Profiling#
Polaris has a built-in profiler which can be called inside functions and logs its output on a successful run. This is a simple profiler with minimal impact on performance, intended to log the time taken on single functions.
To initialize the profiler, we need a few things:
Set the C++ Macro “PROFILER” equal to 1 (or any non-zero value). Without this, the code will be inactive and not compiled (which also means performance will not be impacted when it is disabled).

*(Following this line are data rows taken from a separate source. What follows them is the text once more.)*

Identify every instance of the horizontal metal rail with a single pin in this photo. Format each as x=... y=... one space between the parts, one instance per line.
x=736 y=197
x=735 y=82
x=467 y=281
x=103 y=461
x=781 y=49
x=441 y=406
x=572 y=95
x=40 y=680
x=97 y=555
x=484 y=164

This should be done at the very top of your app.
Initialize the profiler by calling “begin_profile()” near the beginning of your app.
Call “end_and_generate_profile([LOGGING_STREAM])” at the end of your app to see the results of your profiling, replacing “LOGGING_STREAM” with a logger that accepts the “<<” operator (ex. cout, fout, Logger::noticeStream(), etc.)
Adding Timing Points#
After this, when you know the function or block of code you want to profile, you only need to add “SCOPED_TIMER” at the top of the function or block of code.
void Print(float f)
{
SCOPED_TIMER;
cout << f << endl;
}
void ExampleFunction()
{
SCOPED_TIMER;
vector<float> example(100000);
for (auto itr = example.begin(); itr != example.end(); ++itr)
{
SCOPED_TIMER;
*itr = sqrt(rand());
}
for (auto f : example)
{
SCOPED_TIMER;
f *= example.size();
Print(f);
}
}
When the app closes successfully, you will see the results printed:
=======================
POLARIS Profiler Report
=======================
Total time: 413.9275ms
hello_world\hello_world.cpp:52 ExampleFunction(x1): 8327784 cycles, 2.385ms (0.58%, 100.00% w/children)
hello_world\hello_world.cpp:56 ExampleFunction(x1000): 69536 cycles, 0.020ms (0.00%)
hello_world\hello_world.cpp:61 ExampleFunction(x1000): 3945034 cycles, 1.130ms (0.27%, 99.42% w/children)
hello_world\hello_world.cpp:46 Print(x1000): 1433014406 cycles, 410.381ms (99.14%)
First you can see the total runtime of the program, followed by results from each timer that was placed. Breaking these down a bit more:
ExampleFunction hello_world.cpp:52(x1)
The first segment identifies the function the timer was placed in as well as the precise file and line. The number inside the parentheses is the number of times this timer was hit during runtime.
258235643 cycles, 73.953ms
Milliseconds will be more useful for most cases when profiling POLARIS, but (estimated) CPU cycles are also presented for highly precise tests.
(9.93%, 100.00% w/children)
These percentages are the percentage of total runtime. By “children,” we mean timers that a below the scope of this timer - in this case, the two for loops have their own timers, and the separate function Print() also has a timer. So we can see that the initialization of the vector took 9.93% of runtime, while the rest of ExampleFunction() took 100% of runtime.